The whole topic is of a lot of interest to me, since my senior thesis was on the effect of hactivism on discourse (and came to similar conclusions about focused-on-silencing, correlated-with-size-of-mob/botnet,-not-strength-of-idea-techniques).  But I’m also interested in what the best techniques for counterarguments are here.

Over at Spiritual Friendship, Ron Belgau had a great, inviting rebuttal to Robertson.  Belgau focused on the way that Robertson was reducing gay people to people attracted to body parts, not persons, and the rhetoric makes no sense when you change the pronouns.  It wasn’t a pitch for gay rights, immediately.  Belgau went after the part of the statement that might be easiest for Robertson or people who think like him to recognize as wrong, based on what they already know.  And it’s an invitation to future dialogue.

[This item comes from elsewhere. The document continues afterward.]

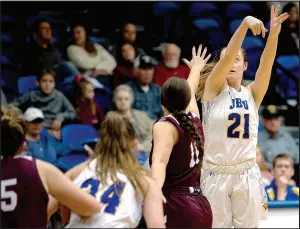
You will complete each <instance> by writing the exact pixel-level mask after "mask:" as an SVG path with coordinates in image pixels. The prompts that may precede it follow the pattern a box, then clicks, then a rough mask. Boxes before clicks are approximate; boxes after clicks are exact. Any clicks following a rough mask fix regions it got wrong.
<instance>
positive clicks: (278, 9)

Of course, Robertson probably hasn’t seen Belgau’s essay.  It’s important to just speak up, so your ideas get into the public debate and you don’t run into any problems with false consensus, but I wonder what the best way is to reach out to Robertson personally, or the next person you disagree with who turns up in the media.

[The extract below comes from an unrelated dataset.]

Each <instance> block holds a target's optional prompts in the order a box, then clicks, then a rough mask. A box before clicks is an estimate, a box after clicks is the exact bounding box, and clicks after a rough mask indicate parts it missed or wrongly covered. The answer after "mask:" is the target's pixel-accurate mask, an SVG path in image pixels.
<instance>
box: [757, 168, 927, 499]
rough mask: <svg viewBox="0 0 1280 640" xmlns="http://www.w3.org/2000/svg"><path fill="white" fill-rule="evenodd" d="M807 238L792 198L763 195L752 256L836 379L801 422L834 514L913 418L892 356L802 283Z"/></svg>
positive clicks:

I’d guess that the most effective way is if someone who already knows Robertson is the one to have a chat, so the discussion occurs as part of a relationship of trust, so both people can speak more freely without shifting into a competitive, debate mode.  I suppose, if you were nearby, you could send a personal letter, mentioning a few personal details, possibly with baked goods included, so it feels like Robertson (or whomever you’re targeting) is being invited to dialogue with a person, not an ideology.  (I liked Dan Savage’s choice to invite Brian Brown over to share dinner before they debated gay marriage).

The difficulty with this approach is that it places a substantial burden on the people who already feel hurt to reach out, be patient, and make themselves vulnerable in order to educate others.  It can add pressure to be a “model minority” and be constantly on guard so that the people who meet you don’t have any excuses to persist in their beliefs.  (Pretty much how I felt when I got bullied by the all-boys-except-for-me Mathletes team I captained).  I like Doonesbury depiction of this problem below:

I’d guess the solution is for different people to play to their strengths.  No one has an obligation to put themselves on the line to educate others, but the people who do might want to specialize in that area, just like other people serve a movement by handling logistics or increasing base morale, etc.


P.S. Many thanks to my lovely mother, who fielded a “I can’t find the Doonesbury cartoon I want for my blog, could you possibly look through our collections, scan it, and send it to me?” call this morning.